Dalam dunia anarcho punk berlaku dogma bahwa siapa pun harus siap dan bersedia menanggung konsekuensi atas tindakannya. Konsekuensi itu ada dua macam, konsekuensi baik dan konsekuensi buruk. Pussy Riots mendapat dukungan dari beragam kalangan, mulai dari organisasi internasional sekelas Amnesty International, para selebritis (Madonna, Bjork, dan Yoko Ono), politisi (Hillary Clinton), dan pastinya rekan-rekan sesama punk di Amerika Serikat, Eropa, dan sejumlah negara lainnya. Konsekuensi buruknya, para anggota sering keluar masuk penjara karena dianggap mengganggu ketentraman masyarakat. “Invasi” mereka ke sejumlah gereja di Moskow dinilai melecehkan agama, dan mengakibatkan Nadezhda Tolokonnikova, Yekaterina Samutsevich, dan Maria Aloykhina dituntut hukuman penjara dan kerja paksa selama dua tahun. Pada saat itu baik Tolokonnikova dan Aloykhina masing-masing sudah punya anak. Tolokonnikova sempat melakukan aksi mogok makan dalam upaya memrotes pelanggaran HAM di penjara. Meski aksi itu akhirnya berakibat ia harus dirawat di rumah sakit penjara selama beberapa minggu, tetap saja sebagian besar publik Rusia memandang negatif dan ogah-ogahan mendukung perjuangan mereka.

Sebuah petisi online di tahun 2013 diluncurkan untuk memohon pembebasan Tolokonnikova dari penjara, dan saya termasuk salah satu yang ikut menandatanganinya. Tidak banyak perempuan eksis di dunia punk yang sarat dengan imaji kejantanan. Apalagi yang berani melakukan tindakan-tindakan protes bahkan sampai dipenjara karena idealism mereka. Sesungguhnya dunia ini membutuhkan para perempuan seperti mereka yang berani menyuarakan ketidakberesan di sekitarnya. Pertanyaannya, siapkah kita dengan harga dari kebebasan berekspresi itu?

Ketidaksetaraan dan cara mengatasinya

Ngomong-ngomong, selain anarchy, dalam punk juga ada yang namanya equality alias kesetaraan. Dua frase ini seharusnya tidak dipisahkan dan saling mendukung agar siapa pun yang memilih punk sebagai jalan hidup selalu ingat bahwa pada saat pencarian kebebasan, dia tidaklah sedang sendirian. Selama ini para punks menganggap equality adalah kesetaraan diri pribadi dengan teman-teman sesama punk. Padahal selain teman-teman punknya, ada masyarakat, ada pemerintah, dan ada juga tetangga yang sama-sama manusia.
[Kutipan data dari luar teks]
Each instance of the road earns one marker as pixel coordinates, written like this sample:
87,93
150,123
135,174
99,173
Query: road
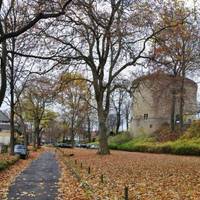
38,181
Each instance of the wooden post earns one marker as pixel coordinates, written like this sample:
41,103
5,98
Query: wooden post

Ketika seorang individu mengekspresikan pandangan hidup atau kritiknya terhadap sesuatu, ia berupaya dengan segala cara untuk menarik perhatian siapa pun baik yang memposisikan diri lebih rendah atau lebih tinggi agar mendengarkan suaranya. Dengan kata lain, ia “memaksa” siapa pun yang mendengarnya untuk menilai diri masing-masing sederajat dengannya. Ketika publik sudah mendengar apa isi di dalam perwujudan ekspresinya, diharapkan mereka bertindak secara bersama-sama.
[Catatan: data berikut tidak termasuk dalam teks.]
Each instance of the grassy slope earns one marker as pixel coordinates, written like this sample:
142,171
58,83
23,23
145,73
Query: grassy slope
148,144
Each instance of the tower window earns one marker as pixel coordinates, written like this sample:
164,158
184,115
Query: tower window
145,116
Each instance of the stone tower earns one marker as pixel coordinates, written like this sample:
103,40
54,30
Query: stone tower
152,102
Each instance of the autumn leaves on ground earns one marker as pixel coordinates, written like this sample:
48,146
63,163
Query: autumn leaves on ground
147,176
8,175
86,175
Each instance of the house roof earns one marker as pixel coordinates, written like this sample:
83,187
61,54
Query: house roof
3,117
Dibandingkan anarchy yang sering kali dipandang sebagai utopia, sesungguhnya equality masih dan akan selalu relevan dengan kekinian. Hal ini karena ketidaksetaraan akan selalu ditemukan di pelosok Bumi mana pun, tanpa memandang warna kulit, bahasa, kondisi geografis, ataupun ukuran celana. Dewasa ini, ketidaksetaraan adalah ancaman nyata setelah genderang perang dagang ditabuh oleh dua raksasa ekonomi, Amerika Serikat dan Cina. Masing-masing pihak berdalih menaikkan tarif impor demi melindungi pasar dan kesejahteraan rakyatnya masing-masing. Inilah contoh pahit ketika patriotism mengambil alih rasionalitas dan mendorong kedua negara dalam ajang berbalas menaikkan tarif. Yang namanya perang pasti akan memakan korban, begitu pula dalam perang dagang ini. Dampak perang dagang meluas juga ke negara-negara lain di seluruh penjuru dunia, baik Asia, Afrika, dan Eropa, pada semua negara yang menjual produk mereka ke Amerika Serikat, termasuk Indonesia pastinya.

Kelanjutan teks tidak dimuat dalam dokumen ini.